Anton Roe, CEO, MHR
AI is no longer an experimental tool on the horizon. For finance teams, it has become an essential driver of efficiency, accuracy, and insight. Under growing pressure to deliver cost savings and operational improvements, finance leaders have stepped up to embrace AI for everything from process automation to predictive forecasting. In fact, finance now ranks just behind IT and telecoms for adoption, placing the function at the heart of organisational change.
The real opportunity now lies in how these early successes can be scaled responsibly, creating a blueprint for AI adoption across the wider business, and ensuring AI enhances human expertise rather than replaces it.
AI in action
Forecasting and budgeting have become the most common applications of AI in finance. MHR’s research report, Empowering People with AI, reveals 62% of organisations are already using predictive analytics to guide decisions. This isn’t simply about crunching numbers faster. The research looks at finance, payroll and HR teams and has found that high-performing finance teams report that advanced analytics now underpin 85% of their strategic decisions, allowing leaders to act with greater confidence against economic headwinds.
Beyond forecasting, automation is streamlining day-to-day processes – anomaly detection, regulatory compliance, and creating efficiencies across all financial processes. Finance teams are recognising tangible benefits from AI use. Around 72% of organisations say automating core finance activities has improved efficiency, and 68% of finance leaders say aligning technology with business goals is a top priority. From anomaly detection to compliance monitoring, AI is starting to ease the burden of manual processes that have long slowed down finance departments, however 35% of organisations admit human error in data entry is still a challenge AI could help reduce.
From early wins to long-term value
Early adoption alone does not guarantee long-term impact. Many organisations, despite this momentum, admit they are still only scratching the surface of AI’s potential. Concerns about data security (41%) and ethics (35%) loom large, while more than a third of organisations say they lack the internal skills or expertise to take AI further. A further 13% confess they simply don’t know where to start, and 29% are struggling with legacy systems not built for AI integration.

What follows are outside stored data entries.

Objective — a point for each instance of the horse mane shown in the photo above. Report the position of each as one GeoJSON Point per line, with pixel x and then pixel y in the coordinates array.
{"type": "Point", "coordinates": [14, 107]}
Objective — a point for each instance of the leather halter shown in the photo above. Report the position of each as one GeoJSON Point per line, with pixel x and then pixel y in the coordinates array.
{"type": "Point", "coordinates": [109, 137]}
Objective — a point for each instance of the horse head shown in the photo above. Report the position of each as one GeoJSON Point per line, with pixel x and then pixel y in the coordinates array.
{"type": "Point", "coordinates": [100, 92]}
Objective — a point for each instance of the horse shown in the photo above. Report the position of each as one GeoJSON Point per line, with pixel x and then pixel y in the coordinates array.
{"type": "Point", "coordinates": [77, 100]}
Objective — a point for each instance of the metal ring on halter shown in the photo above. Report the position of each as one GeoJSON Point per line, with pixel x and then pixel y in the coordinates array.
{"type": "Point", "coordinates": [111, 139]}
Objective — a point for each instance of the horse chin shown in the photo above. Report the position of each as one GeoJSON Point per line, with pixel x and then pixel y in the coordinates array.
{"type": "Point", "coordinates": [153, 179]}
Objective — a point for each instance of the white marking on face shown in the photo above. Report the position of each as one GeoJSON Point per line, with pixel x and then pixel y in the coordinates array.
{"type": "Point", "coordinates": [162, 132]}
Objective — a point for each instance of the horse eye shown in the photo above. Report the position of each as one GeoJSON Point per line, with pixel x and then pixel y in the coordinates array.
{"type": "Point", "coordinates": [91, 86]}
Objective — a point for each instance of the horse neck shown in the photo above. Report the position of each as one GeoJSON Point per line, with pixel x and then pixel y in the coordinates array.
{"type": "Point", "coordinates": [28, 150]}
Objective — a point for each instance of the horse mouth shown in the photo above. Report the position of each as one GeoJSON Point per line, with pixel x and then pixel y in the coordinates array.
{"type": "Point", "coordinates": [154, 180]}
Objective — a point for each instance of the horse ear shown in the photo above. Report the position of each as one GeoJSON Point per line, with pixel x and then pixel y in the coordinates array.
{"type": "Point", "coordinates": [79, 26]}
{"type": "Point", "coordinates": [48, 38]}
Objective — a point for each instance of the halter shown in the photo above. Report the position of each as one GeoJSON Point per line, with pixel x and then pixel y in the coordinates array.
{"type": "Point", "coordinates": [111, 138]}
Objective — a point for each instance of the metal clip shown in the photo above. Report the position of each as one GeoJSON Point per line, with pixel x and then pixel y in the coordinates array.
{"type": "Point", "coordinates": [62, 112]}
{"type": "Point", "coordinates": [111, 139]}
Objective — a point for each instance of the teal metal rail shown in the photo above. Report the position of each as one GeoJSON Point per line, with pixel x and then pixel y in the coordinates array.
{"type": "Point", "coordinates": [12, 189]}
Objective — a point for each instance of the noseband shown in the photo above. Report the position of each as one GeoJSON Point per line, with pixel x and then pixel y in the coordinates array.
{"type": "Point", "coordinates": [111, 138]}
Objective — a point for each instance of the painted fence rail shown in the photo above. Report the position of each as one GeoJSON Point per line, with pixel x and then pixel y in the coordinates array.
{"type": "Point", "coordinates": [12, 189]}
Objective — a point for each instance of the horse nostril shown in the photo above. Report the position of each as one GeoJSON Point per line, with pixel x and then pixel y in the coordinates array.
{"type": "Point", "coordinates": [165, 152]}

To sustain progress, finance leaders must focus on upskilling teams. Success will depend on embedding AI within clear governance structures and focusing on people as much as the technology. Refining change management and aligning AI projects to business priorities all help to ensure adoption is sustainable. The cultural shift should emphasise augmentation, not replacement, so professionals feel empowered to work alongside AI rather than compete with it.
Finance as a blueprint for AI adoption
Finance is uniquely positioned to show other functions what responsible, effective AI adoption looks like. The function’s work with balancing complex datasets of potentially sensitive information with innovation and regulation means they have a detailed understanding the nuances of where AI can have the most impact. By approaching AI through the lens of empathetic innovation, starting with real human pain points like reducing payroll errors or easing reporting bottlenecks, finance teams can make sure their AI roll-out is technically sound and meaningful to employees and customers, and aligned with strategic business objectives.
As finance continues to champion AI, collaboration with HR, payroll and cybersecurity will be critical. This isn’t about siloed success stories, but about building an organisational framework where AI supports innovation, real-time insight, and operational adaptability across every function.
Leading the next wave
The opportunity is clear: finance teams can move beyond isolated successes and show the enterprise what responsible, effective AI adoption looks like. Strong governance, targeted upskilling, and a strategic vision will turn early wins into long-term advantage. When finance gets this right, the rest of the business follows, and AI becomes a driver of lasting value, not just a series of pilot projects.